Based on what I observed after the December disaster, I can outline the most likely risks — not a forecast, but reference points for observation.
The coming weeks: the most acute threat concerns birds. Late April and May represent the peak of spring migration and the start of nesting. The onshore south-easterly wind is already carrying contaminated water toward shore, and the first oiled individuals will most likely appear within days.
Two to four months: the physical process of oil polymerisation and sedimentation to the seabed is well established. The extent to which this will affect the benthic biocenoses of Odesa Bay depends on the actual volume that entered the sea and on hydrodynamic conditions that are difficult to forecast at this stage.
Autumn–winter 2026/2027: the most dangerous horizon. Following the December 2025 disaster, we recorded mass mortality of seahorses in January. Whether a direct causal link exists between these events through lipid sediment deposition is my working hypothesis, requiring verification. If it holds, autumn storms resuspending bottom sediments could become a critical factor for benthic organisms during their winter torpor.
Tuzlivski Lymany NNP: after the December disaster, the first wave of contamination reached the park after seven weeks. Prevailing currents in the spring-summer season carry surface masses southward and south-westward. There are grounds to expect a repeat of this scenario, though timing and scale will depend on wind patterns over the coming weeks.
October 2024. December 2025. April 2026. Mussels after Kakhovka. Seahorses in January.

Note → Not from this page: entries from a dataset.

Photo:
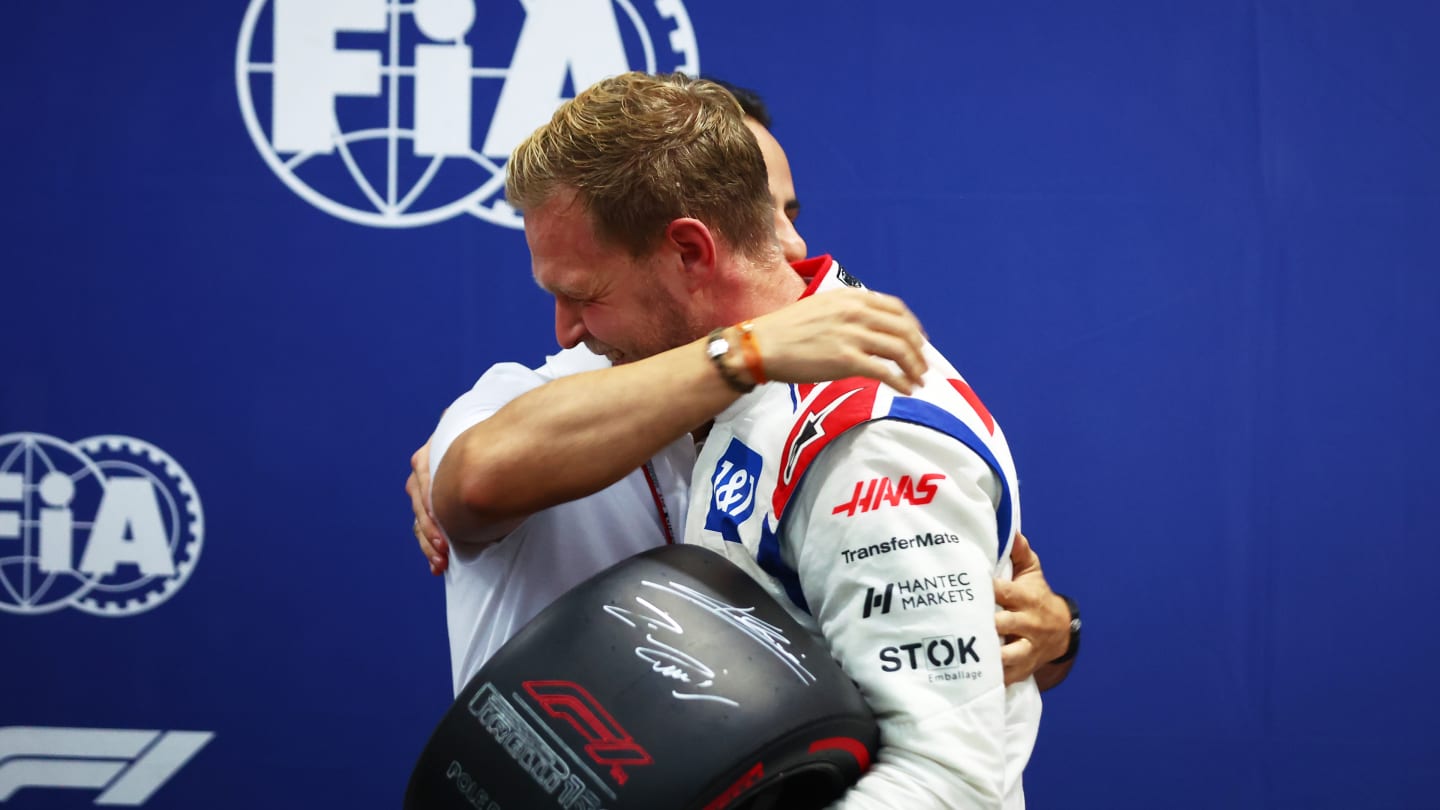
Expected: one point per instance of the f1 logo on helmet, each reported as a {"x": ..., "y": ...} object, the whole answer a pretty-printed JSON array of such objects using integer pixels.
[
  {"x": 370, "y": 110},
  {"x": 605, "y": 741}
]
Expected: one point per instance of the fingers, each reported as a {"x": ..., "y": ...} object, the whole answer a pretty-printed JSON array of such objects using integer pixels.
[
  {"x": 1020, "y": 660},
  {"x": 1023, "y": 557},
  {"x": 1011, "y": 624},
  {"x": 426, "y": 533}
]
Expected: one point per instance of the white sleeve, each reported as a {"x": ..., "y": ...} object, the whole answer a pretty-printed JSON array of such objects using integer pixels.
[
  {"x": 497, "y": 386},
  {"x": 894, "y": 541},
  {"x": 493, "y": 391}
]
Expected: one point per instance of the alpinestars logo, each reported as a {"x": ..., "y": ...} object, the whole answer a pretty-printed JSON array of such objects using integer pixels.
[
  {"x": 811, "y": 431},
  {"x": 395, "y": 113},
  {"x": 108, "y": 525},
  {"x": 127, "y": 766}
]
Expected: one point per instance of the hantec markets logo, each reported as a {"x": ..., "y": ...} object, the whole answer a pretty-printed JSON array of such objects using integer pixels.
[
  {"x": 108, "y": 525},
  {"x": 943, "y": 590},
  {"x": 402, "y": 113}
]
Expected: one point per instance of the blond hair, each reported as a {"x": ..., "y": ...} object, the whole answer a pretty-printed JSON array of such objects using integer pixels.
[{"x": 642, "y": 150}]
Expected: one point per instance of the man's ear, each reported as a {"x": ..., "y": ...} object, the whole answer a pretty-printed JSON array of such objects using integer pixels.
[{"x": 696, "y": 248}]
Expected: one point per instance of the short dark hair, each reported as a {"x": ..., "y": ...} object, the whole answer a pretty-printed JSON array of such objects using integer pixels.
[{"x": 749, "y": 100}]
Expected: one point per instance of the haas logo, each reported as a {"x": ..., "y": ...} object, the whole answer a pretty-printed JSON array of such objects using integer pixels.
[
  {"x": 385, "y": 113},
  {"x": 884, "y": 492}
]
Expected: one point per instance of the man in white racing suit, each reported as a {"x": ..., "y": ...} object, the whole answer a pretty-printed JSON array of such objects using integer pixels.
[
  {"x": 648, "y": 219},
  {"x": 879, "y": 521},
  {"x": 506, "y": 572}
]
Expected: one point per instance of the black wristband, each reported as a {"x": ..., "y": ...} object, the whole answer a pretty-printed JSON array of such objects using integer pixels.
[{"x": 1074, "y": 632}]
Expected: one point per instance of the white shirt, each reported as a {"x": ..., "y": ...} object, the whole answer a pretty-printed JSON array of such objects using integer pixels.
[{"x": 493, "y": 593}]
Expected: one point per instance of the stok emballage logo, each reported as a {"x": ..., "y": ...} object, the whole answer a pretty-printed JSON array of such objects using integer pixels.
[
  {"x": 402, "y": 113},
  {"x": 108, "y": 525}
]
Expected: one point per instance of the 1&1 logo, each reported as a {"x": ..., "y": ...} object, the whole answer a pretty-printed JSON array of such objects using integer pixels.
[
  {"x": 108, "y": 525},
  {"x": 375, "y": 107}
]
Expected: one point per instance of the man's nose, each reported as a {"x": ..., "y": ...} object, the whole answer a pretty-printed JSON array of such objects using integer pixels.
[{"x": 569, "y": 327}]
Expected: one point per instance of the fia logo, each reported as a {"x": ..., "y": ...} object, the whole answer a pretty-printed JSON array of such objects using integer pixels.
[
  {"x": 108, "y": 525},
  {"x": 382, "y": 111},
  {"x": 732, "y": 490}
]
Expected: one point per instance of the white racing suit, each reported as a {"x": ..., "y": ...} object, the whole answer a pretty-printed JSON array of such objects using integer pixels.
[{"x": 880, "y": 521}]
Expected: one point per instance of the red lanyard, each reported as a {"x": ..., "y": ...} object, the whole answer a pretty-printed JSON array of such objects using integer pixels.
[{"x": 660, "y": 503}]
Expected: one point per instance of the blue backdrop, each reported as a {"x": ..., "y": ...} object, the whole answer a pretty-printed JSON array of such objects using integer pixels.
[{"x": 1187, "y": 251}]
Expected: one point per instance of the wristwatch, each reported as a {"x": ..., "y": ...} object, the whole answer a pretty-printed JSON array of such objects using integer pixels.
[
  {"x": 717, "y": 348},
  {"x": 1074, "y": 632}
]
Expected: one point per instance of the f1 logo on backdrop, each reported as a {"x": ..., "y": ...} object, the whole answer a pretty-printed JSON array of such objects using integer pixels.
[
  {"x": 128, "y": 766},
  {"x": 108, "y": 525},
  {"x": 385, "y": 113}
]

Three strikes on civilian food infrastructure. Three spills of a food product into the sea. A foreseeable environmental outcome each time. These are not collateral damages — this is a documented pattern.
I have been studying this bay since 1996 and hold a video archive of its condition across different years. Comparing what it was with what is happening now — that is my work.
Every photograph, every GPS coordinate of a slick, every SAR image is material for documentation under the Bucharest Convention on the Protection of the Black Sea, the UNEP mandate on environmental consequences of armed conflict, and Ukraine’s efforts toward the recognition of ecocide as an international crime. Collect it.
Vladyslav Balinskyi, biologist and journalist, Zeleny Lyst
Odesa, 27 April 2026
SAR imagery: Sentinel Hub Copernicus, C-band VV, Chornomorsk sea area, 27 April 2026. Author’s own materials.